The low carryover of hoggets from 2010 has got 2011 off to a strong start and the market environment for sheepmeat for the remainder of the year is set to remain positive. Although all indications are that flocks in the UK and Ireland are stabilising, there is a continued tightening of supplies in continental Europe with overall production set to fall 1% in the coming year, and to tighten by 3% by 2015. This combined with an expected drop of up to 10% in the 2010/11 volume of NZ exports due to severe weather conditions during their Spring, will help to insulate farmer prices from what remains a lacklustre demand on the home market.

Supplies at the Irish export plants tightened by 13% to 2.120m in 2010. With the effects of higher retention rates this coming year we could see a further, though more marginal, decline of about 2%. Average farm-gate prices for the coming year should compare well with those of 2010.  

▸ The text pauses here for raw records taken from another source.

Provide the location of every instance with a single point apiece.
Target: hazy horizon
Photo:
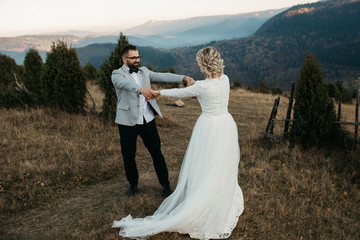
(21, 17)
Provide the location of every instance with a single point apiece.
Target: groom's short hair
(126, 49)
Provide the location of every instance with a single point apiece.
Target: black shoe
(166, 191)
(132, 190)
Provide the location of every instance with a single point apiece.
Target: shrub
(314, 112)
(63, 81)
(9, 96)
(33, 69)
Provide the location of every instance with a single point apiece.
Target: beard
(133, 65)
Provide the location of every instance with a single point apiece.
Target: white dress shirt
(144, 107)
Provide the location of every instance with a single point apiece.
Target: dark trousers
(150, 136)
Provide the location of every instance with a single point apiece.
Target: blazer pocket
(123, 107)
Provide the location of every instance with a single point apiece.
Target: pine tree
(9, 96)
(90, 71)
(63, 81)
(314, 112)
(114, 62)
(33, 69)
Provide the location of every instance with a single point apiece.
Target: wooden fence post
(288, 113)
(339, 112)
(277, 101)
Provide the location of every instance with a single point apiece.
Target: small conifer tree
(314, 112)
(90, 71)
(9, 96)
(33, 69)
(109, 65)
(63, 81)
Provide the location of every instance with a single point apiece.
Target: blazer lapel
(126, 72)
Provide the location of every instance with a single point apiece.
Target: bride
(207, 200)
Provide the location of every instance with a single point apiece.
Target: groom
(135, 115)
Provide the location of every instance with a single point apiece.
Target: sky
(23, 17)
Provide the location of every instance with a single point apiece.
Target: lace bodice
(212, 94)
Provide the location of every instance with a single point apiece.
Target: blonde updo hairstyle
(210, 62)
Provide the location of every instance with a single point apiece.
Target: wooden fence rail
(269, 131)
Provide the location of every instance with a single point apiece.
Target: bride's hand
(155, 94)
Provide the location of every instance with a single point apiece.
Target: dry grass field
(62, 175)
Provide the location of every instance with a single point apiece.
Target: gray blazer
(127, 92)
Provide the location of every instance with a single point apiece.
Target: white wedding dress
(207, 200)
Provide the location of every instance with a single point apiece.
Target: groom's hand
(155, 94)
(147, 93)
(189, 81)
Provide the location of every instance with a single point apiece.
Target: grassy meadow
(62, 175)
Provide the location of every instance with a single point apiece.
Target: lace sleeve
(191, 91)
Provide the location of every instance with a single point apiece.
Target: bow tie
(133, 70)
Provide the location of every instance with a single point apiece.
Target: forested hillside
(274, 54)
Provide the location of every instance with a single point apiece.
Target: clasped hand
(151, 94)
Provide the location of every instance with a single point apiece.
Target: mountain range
(274, 53)
(157, 34)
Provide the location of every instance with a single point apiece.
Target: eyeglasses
(133, 58)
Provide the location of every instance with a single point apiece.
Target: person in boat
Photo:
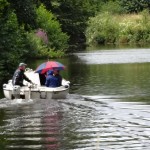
(53, 78)
(19, 75)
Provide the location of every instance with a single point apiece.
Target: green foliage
(107, 28)
(102, 29)
(12, 44)
(57, 39)
(112, 7)
(25, 11)
(73, 16)
(134, 6)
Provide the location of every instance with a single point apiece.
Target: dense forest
(53, 28)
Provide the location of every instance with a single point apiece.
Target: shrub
(47, 21)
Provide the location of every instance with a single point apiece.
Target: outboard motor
(16, 91)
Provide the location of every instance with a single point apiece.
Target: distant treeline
(51, 28)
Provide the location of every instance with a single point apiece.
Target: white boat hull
(35, 91)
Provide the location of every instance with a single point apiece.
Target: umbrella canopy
(49, 65)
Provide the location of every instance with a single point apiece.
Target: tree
(135, 6)
(26, 12)
(73, 15)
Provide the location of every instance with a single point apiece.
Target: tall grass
(108, 28)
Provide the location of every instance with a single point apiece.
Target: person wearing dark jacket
(53, 79)
(19, 75)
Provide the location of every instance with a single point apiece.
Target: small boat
(36, 90)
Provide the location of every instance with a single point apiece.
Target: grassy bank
(107, 28)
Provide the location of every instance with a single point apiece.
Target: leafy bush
(12, 45)
(107, 28)
(102, 29)
(47, 21)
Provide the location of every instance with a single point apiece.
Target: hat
(22, 64)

Exports declined in volumes by 11% to 36,500 tonnes in 2010, but with tighter availability on all markets, the total value increased by 4% to €170m. Assuming that consumption on the home market stabilises, exports for the coming year should be in the region of 36,000 tonnes. Currency movements, in particular the strengthening of the NZ dollar, should support the competitiveness of Irish lamb overseas. There is a positive outlook from France, our largest export market, which is predicting a drop of around 1% in domestic production, while consumption is forecast to recover by 2%. This will lead to an estimated rise of 4% or 5,000 tonnes in import demand.  
Global demand for lamb is growing with experts predicting a rise of 6% in consumption over the next 10 years, driven mostly by China, North Africa and the Middle East.